Townhouses under the blue sky.via Getty Images
Where house prices are falling
Prices have been reduced from peak levels in 97 of the country’s 100 largest markets, including all of the top 50.
The biggest declines continue to be concentrated on the West Coast, but cracks are starting to form elsewhere, Black Knight said.
The steepest median home price decline was in San Jose at 13%, followed by San Francisco at 10.8% and Seattle at 9.9%.
Las Vegas, Austin, Minneapolis, Washington, Raleigh and Nashville have also seen home prices drop more than 3% in recent months, and the list of non-Western markets is likely to continue to grow, Black Knight said. I’m here.
The Southeast and Midwest saw a modest decline, with Detroit down 2.5%.
The Midwest has some of the most affordable cities today, requiring a pay-to-income ratio of about 25%.

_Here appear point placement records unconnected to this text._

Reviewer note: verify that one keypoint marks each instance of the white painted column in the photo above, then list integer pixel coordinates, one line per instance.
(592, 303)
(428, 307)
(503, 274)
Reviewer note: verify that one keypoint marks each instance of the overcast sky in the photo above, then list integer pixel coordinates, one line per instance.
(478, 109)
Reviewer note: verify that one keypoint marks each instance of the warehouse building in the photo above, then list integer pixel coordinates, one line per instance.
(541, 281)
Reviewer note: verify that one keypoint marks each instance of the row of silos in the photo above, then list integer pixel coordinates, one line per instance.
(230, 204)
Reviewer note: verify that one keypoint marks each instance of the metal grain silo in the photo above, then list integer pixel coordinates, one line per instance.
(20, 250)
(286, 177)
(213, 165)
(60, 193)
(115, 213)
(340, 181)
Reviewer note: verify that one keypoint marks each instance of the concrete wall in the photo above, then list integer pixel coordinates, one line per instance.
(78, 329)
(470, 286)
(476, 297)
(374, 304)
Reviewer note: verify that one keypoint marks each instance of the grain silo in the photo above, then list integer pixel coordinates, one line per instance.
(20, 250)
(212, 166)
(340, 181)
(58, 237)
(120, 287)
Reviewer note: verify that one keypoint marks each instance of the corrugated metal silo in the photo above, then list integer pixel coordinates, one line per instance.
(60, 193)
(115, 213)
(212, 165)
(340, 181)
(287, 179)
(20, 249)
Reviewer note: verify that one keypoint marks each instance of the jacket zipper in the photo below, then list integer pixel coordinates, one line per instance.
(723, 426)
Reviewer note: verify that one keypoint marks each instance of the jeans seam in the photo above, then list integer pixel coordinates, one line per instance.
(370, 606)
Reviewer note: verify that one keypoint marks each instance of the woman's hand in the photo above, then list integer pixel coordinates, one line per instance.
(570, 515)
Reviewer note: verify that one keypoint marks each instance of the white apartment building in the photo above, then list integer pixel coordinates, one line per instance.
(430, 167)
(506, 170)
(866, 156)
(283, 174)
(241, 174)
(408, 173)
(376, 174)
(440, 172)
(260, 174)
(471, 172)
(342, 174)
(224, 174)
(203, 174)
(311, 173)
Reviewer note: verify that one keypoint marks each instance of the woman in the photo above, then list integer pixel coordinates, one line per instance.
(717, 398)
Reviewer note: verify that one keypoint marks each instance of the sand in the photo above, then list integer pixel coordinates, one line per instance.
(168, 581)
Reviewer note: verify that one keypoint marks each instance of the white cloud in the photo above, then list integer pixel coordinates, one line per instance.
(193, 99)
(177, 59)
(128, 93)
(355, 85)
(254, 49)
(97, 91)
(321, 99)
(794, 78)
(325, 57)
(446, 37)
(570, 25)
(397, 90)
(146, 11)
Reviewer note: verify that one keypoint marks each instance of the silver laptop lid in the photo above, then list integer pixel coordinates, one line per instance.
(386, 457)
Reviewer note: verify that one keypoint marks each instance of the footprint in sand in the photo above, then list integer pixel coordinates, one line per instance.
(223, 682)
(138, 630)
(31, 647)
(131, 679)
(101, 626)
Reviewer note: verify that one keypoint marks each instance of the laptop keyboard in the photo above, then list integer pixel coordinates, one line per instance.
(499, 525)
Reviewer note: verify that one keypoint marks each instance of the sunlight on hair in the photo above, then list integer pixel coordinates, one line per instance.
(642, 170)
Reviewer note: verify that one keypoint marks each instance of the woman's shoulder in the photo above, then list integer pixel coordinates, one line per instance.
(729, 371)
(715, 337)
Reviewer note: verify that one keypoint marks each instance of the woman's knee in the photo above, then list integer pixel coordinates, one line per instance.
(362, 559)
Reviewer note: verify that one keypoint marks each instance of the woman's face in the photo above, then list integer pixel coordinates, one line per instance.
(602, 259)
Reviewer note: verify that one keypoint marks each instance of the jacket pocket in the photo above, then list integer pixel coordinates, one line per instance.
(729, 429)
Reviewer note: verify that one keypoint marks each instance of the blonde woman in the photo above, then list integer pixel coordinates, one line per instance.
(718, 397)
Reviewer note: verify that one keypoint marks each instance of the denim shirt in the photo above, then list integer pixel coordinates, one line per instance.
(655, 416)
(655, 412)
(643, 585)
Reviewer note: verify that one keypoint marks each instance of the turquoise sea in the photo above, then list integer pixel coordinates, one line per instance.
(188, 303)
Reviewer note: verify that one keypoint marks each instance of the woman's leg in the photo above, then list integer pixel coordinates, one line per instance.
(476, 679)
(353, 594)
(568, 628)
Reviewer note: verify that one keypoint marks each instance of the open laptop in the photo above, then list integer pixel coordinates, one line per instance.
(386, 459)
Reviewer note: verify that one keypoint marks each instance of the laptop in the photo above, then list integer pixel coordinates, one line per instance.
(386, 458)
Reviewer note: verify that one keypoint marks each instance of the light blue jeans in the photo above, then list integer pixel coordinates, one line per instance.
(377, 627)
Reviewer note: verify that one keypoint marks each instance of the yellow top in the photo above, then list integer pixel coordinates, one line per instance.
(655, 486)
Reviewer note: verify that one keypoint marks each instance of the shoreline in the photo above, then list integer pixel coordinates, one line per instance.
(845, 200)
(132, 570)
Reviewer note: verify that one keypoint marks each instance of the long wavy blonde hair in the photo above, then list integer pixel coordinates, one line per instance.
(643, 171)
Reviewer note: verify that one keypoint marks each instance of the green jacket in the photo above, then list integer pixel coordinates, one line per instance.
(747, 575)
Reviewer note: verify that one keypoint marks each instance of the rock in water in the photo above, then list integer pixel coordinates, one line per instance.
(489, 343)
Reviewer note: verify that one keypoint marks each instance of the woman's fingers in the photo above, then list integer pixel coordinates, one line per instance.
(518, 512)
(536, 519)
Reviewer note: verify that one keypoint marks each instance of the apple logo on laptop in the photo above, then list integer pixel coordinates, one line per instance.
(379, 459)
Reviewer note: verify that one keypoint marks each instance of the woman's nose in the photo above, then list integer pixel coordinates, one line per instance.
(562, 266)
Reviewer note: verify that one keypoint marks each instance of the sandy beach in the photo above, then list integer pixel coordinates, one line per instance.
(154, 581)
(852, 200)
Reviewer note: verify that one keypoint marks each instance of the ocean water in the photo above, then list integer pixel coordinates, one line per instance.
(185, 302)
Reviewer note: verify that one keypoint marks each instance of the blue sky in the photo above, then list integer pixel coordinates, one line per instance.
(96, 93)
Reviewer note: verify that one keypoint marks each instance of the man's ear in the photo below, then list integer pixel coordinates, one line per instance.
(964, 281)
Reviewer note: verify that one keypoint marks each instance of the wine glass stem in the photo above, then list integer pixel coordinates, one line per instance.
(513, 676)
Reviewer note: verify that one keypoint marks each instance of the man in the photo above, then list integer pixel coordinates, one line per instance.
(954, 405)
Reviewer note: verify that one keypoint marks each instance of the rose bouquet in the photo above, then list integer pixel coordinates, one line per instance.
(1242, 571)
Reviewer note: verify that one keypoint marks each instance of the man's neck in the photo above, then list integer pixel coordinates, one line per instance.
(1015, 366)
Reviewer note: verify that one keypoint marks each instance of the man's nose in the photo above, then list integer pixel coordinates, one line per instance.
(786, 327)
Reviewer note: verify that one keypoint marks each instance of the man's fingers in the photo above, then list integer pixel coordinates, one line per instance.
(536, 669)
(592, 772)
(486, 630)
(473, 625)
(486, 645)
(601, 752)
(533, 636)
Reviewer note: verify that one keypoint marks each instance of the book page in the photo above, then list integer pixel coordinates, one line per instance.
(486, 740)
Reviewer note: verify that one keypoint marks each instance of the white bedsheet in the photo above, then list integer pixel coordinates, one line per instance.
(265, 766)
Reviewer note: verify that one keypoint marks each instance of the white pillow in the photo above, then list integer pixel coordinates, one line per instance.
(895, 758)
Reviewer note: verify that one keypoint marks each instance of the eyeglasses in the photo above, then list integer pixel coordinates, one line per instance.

A well-known mortgage payment method suggests homeowners spend no more than 28% of their gross monthly income on their home. The most affordable markets are mainly on the West Coast, where you’ll need about double that to buy an average-priced home.
San Francisco is likely to be the first market to see year-over-year home price declines for the year, according to Black Knight, with prices climbing 19.5% at the start of the year before remaining virtually flat through the end of August. There is
Neighboring San Jose may be in a similar position.
This story was reported from Detroit. Contributed by Associated Press.